Graeme Woodside says they want to reach more than just men with the campaign; they want to talk to women and spouses who are concerned about the health of their menfolk.
“They will be a conduit for getting the information to the men who may be a little bit shy about dealing with this issue.
When she recalls the process of filming, Dr Mohamed says she really wanted to appeal to the various communities through humour and fun and to ease their fears about digital rectal exams.
“We tell them it actually starts off with a blood test.
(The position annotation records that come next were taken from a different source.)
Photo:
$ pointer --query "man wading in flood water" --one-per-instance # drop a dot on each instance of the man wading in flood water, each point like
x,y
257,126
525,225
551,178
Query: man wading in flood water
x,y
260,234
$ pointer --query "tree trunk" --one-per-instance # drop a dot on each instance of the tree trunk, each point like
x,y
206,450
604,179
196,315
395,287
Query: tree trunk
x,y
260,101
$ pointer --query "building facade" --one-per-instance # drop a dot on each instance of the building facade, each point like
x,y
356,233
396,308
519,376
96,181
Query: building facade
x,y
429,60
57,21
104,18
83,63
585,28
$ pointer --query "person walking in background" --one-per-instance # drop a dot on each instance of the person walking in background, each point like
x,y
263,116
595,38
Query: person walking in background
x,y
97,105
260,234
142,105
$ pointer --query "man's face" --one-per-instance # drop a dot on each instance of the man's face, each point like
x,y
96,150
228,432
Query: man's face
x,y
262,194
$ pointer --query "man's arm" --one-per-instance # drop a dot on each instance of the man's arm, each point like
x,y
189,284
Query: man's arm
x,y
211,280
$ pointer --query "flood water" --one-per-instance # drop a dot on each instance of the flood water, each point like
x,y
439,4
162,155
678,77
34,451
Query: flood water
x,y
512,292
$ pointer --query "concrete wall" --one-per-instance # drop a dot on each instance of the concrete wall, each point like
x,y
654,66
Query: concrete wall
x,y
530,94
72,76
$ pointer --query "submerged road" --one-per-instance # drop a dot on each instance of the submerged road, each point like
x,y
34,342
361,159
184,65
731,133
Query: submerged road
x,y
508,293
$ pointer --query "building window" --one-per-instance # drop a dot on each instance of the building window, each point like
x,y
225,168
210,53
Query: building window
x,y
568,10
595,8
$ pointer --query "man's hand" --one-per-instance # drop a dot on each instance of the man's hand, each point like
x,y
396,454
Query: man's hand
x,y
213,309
We’ve said this in the different languages – please get the blood test done first, it is easy.
Man up – don’t die of embarrassment – give prostate cancer the finger!”
But when you translate this slogan into certain languages, it turns out to be a bit rude.
“One of the younger doctors said to me ‘Look I can’t tell the elderly in my community to man up, it’s just really rude’ and so he came up with something more subtle; be brave, find courage.
But sometimes it needs to be harsh, a wake-up call.”